L'UOMO IN MICROMOVIMENTO:
Il lavoro dell'uomo moderno è tutto incentrato a livello fisico su una gamma ripetitiva di micromovimenti. La persona che lavora con una macchina a controllo numerico esegue sempre quei micromovimenti. Ma questo è altrettanto vero anche per chi lavora al computer e idealmente essendo connesso ad internet dovrebbe avere il mondo a portata di mouse. Niente a che vedere con la libertà d'azione(intendiamoci bene: anche con la fatica) del contadino di un tempo o con chi lavorava in una bottega artigiana nell'era preindustriale. Attualmente l'officina e l'ufficio sono il regno dei micromovimenti. Ma la tecnologia ha aumentato a dismisura i micromovimenti in tutta la vita dell'uomo, perfino nel tempo libero: si pensi ad esempio al telecomando o all'automobile. Anche chi balla in discoteca compie una sequenza(per quanto libera ed espressiva) di micromovimenti. L'uomo di oggi è più sedentario, compie fisicamente piccole azioni stereotipate ed ha una gestualità alienata.

UNA DELLE POCHE LIBERTA' RIMASTE ? SCEGLIERE DI ANDARE AL CENTRO COMMERCIALE PIUTTOSTO CHE ACQUISTARE CON L'E-COMMERCE:
Persone di tutte le età preferiscono acquistare al centro commerciale piuttosto che con l'e-commerce. Forse è uno dei pochi margini di libertà rimasti.

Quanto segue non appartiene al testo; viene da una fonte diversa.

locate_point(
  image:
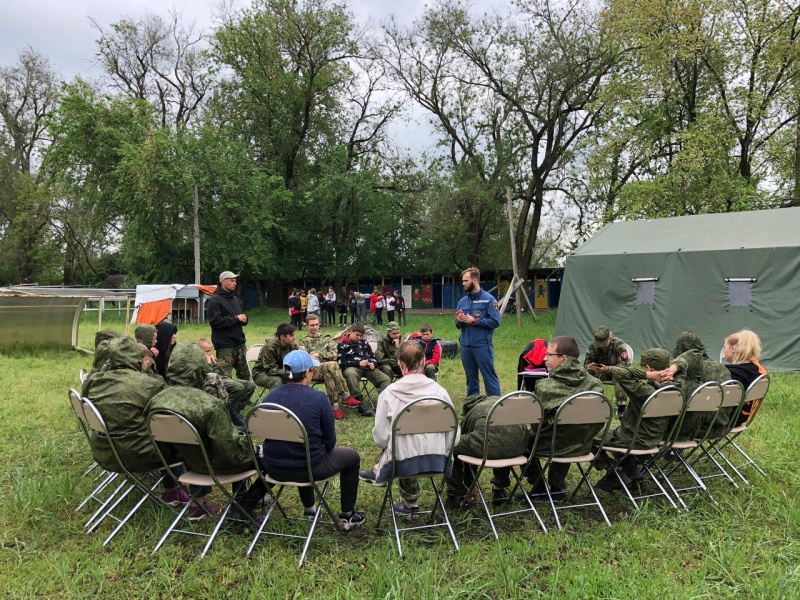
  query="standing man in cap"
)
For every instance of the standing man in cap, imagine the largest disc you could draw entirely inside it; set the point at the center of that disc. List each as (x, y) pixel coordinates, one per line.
(477, 318)
(226, 316)
(607, 351)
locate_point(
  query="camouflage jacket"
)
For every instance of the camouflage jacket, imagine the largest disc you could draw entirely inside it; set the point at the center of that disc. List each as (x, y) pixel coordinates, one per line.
(386, 353)
(228, 449)
(121, 394)
(322, 344)
(270, 359)
(506, 441)
(636, 386)
(615, 355)
(565, 380)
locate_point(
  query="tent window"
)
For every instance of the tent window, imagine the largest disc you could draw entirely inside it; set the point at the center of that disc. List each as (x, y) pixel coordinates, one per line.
(645, 291)
(740, 291)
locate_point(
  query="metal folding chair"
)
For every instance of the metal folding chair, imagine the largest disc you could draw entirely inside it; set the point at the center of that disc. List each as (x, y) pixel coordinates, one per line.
(732, 401)
(270, 421)
(707, 398)
(168, 427)
(426, 415)
(515, 408)
(103, 477)
(251, 357)
(666, 402)
(754, 395)
(583, 408)
(130, 481)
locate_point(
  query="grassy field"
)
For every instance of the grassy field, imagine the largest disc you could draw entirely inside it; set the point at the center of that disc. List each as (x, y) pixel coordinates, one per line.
(746, 546)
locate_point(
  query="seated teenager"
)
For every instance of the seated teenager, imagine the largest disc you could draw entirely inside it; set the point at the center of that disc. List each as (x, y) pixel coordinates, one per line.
(417, 453)
(268, 370)
(227, 447)
(286, 461)
(121, 393)
(356, 360)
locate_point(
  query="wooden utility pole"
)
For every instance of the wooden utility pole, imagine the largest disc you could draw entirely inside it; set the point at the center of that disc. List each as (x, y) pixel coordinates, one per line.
(196, 234)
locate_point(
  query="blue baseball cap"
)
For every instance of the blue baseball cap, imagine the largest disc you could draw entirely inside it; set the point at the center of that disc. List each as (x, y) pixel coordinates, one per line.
(298, 362)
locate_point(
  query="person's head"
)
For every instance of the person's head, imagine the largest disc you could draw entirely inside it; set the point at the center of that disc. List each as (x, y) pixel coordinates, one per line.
(742, 346)
(393, 330)
(227, 280)
(285, 333)
(207, 347)
(410, 357)
(426, 332)
(560, 349)
(145, 357)
(602, 337)
(471, 280)
(312, 322)
(299, 366)
(357, 331)
(654, 359)
(688, 340)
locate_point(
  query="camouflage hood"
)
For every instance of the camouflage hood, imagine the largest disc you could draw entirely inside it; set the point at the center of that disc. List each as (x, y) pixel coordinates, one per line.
(187, 366)
(688, 340)
(124, 353)
(144, 334)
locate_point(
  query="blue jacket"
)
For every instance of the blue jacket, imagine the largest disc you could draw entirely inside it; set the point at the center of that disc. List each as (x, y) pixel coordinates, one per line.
(481, 306)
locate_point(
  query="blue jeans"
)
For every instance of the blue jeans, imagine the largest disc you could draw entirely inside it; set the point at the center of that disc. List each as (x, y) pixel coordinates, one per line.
(480, 359)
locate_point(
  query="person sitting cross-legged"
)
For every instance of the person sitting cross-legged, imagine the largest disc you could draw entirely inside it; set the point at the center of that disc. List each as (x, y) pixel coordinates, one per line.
(286, 461)
(356, 360)
(415, 453)
(323, 348)
(268, 370)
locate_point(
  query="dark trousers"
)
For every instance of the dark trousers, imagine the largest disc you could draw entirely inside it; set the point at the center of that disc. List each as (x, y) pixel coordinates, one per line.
(343, 461)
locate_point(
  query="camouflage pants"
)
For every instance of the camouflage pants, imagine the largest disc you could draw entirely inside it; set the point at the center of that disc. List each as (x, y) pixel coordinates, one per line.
(331, 375)
(234, 358)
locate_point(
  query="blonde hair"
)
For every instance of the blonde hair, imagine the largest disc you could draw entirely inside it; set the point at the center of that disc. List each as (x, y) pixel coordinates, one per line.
(746, 346)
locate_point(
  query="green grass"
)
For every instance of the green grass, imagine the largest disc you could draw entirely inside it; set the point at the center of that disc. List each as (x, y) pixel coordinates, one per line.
(746, 546)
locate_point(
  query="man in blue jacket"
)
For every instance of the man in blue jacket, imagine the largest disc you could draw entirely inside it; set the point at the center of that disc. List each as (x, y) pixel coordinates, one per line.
(477, 318)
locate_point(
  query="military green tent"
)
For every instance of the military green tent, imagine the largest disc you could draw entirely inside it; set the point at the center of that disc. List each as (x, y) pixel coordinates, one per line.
(714, 274)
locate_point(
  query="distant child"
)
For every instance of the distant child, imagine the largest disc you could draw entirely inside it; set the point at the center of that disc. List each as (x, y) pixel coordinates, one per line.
(430, 345)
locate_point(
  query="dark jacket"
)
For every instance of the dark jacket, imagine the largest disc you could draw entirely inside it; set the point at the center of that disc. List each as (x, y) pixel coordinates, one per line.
(226, 328)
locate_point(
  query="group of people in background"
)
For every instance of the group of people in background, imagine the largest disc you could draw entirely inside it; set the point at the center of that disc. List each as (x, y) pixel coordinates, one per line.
(132, 378)
(361, 307)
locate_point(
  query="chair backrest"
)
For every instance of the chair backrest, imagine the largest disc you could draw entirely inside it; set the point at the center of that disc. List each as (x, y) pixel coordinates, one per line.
(171, 428)
(664, 402)
(426, 415)
(584, 408)
(515, 408)
(755, 395)
(253, 352)
(270, 421)
(706, 398)
(733, 393)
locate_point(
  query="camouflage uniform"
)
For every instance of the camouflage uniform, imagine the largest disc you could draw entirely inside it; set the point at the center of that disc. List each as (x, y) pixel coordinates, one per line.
(615, 355)
(268, 370)
(712, 371)
(386, 354)
(328, 371)
(506, 441)
(574, 440)
(121, 394)
(229, 451)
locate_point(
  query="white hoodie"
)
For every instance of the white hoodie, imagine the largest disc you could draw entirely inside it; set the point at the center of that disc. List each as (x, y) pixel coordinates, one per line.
(417, 453)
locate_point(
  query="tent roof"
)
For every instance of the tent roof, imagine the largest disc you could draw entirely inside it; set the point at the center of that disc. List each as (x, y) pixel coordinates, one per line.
(698, 233)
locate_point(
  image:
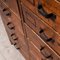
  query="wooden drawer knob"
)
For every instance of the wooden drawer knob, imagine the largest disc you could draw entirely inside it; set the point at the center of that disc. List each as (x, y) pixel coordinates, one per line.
(45, 14)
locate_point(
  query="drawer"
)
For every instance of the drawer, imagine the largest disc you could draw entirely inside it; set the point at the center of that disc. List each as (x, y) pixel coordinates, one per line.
(34, 53)
(54, 5)
(43, 53)
(52, 42)
(45, 14)
(25, 54)
(11, 17)
(13, 7)
(32, 2)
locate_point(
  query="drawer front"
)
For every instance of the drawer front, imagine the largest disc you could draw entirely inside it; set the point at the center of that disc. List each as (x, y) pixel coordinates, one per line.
(45, 14)
(13, 6)
(35, 39)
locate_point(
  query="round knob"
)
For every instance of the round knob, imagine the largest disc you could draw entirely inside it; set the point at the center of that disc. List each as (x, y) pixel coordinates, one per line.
(50, 40)
(6, 12)
(41, 31)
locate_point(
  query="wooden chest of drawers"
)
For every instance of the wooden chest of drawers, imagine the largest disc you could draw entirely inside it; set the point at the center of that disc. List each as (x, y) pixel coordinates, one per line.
(33, 27)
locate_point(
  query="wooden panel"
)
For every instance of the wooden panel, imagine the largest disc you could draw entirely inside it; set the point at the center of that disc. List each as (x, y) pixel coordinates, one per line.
(12, 4)
(35, 38)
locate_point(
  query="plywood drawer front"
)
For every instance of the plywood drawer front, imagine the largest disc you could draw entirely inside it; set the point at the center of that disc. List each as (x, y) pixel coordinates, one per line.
(13, 7)
(35, 39)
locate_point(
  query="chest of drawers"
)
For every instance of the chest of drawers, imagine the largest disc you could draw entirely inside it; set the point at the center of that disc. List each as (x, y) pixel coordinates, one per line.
(33, 27)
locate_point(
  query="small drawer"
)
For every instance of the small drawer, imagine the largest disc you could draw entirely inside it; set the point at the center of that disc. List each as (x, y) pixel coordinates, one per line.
(52, 42)
(42, 53)
(25, 54)
(32, 2)
(54, 5)
(34, 53)
(13, 7)
(45, 14)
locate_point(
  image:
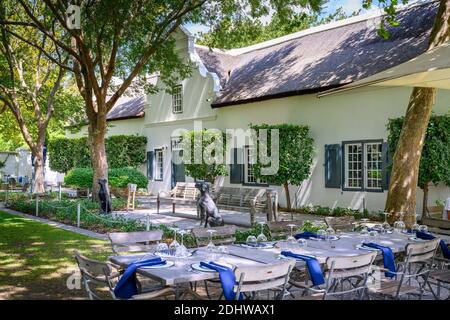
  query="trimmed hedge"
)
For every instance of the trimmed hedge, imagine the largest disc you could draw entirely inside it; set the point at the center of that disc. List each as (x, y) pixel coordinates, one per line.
(121, 151)
(118, 177)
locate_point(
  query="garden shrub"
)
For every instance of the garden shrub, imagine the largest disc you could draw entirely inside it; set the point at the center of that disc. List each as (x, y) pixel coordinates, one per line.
(121, 151)
(121, 177)
(79, 177)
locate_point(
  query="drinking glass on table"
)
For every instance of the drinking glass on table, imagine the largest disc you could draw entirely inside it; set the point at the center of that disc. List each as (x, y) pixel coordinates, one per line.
(423, 228)
(261, 237)
(386, 226)
(251, 241)
(162, 248)
(174, 244)
(415, 227)
(181, 250)
(364, 234)
(211, 247)
(321, 234)
(291, 241)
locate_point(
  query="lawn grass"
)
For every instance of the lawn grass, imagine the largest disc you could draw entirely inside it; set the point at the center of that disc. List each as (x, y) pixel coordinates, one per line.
(36, 259)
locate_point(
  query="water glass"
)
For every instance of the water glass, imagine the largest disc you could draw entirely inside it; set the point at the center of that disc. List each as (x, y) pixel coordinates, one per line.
(251, 241)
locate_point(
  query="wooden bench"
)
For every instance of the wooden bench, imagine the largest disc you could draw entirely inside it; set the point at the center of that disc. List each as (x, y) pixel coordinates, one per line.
(139, 241)
(280, 229)
(183, 192)
(345, 223)
(223, 235)
(247, 199)
(439, 226)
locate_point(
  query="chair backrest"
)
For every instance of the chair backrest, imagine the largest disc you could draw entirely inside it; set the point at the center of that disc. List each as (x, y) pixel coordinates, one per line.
(421, 251)
(279, 228)
(263, 277)
(124, 241)
(94, 273)
(343, 267)
(223, 235)
(345, 223)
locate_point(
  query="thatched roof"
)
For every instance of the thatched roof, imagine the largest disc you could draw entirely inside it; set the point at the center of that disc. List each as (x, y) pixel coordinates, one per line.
(317, 61)
(127, 108)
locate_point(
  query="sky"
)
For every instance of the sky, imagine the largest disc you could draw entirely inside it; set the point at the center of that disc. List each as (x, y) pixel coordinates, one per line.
(348, 6)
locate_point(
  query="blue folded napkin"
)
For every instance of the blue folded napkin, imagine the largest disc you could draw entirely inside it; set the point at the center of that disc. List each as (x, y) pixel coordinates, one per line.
(126, 287)
(388, 258)
(227, 279)
(313, 266)
(427, 236)
(305, 235)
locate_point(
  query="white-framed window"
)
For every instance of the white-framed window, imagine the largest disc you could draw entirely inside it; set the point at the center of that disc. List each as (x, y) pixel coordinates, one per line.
(249, 177)
(363, 165)
(177, 99)
(159, 164)
(373, 162)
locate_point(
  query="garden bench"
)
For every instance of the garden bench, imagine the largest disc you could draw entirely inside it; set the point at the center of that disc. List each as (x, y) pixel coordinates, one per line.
(247, 199)
(183, 192)
(280, 229)
(223, 235)
(439, 226)
(139, 241)
(345, 223)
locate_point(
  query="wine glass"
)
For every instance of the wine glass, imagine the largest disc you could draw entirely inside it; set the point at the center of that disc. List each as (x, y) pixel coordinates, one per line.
(251, 241)
(291, 239)
(211, 246)
(302, 243)
(415, 227)
(321, 234)
(181, 250)
(174, 244)
(386, 226)
(261, 237)
(423, 228)
(162, 248)
(364, 234)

Il centro commerciale attira non solo perchè blandisce l'accumulazione del desiderio ed istiga l'istinto di acquisizione delle persone, ma anche perchè sembra una sorta di piccola città. Molte persone vanno al centro commerciale non solo per acquistare, ma perchè può dare loro l'illusione di far parte di una comunità, anche se lì ci sono solo assembramenti di potenziali consumatori. I pensionati vanno al centro commerciale per rompere la solitudine. Gruppi di adolescenti vanno lì per approcciare ragazze. Il centro commerciale presenta quindi sia una maggiore disponibilità di prodotti, che una maggiore possibilità di conoscere nuove persone(o almeno dà questa illusione). Inoltre il centro commerciale d'estate, per chi non ha i condizionatori in casa, può fornire gratuitamente ore di refrigerio.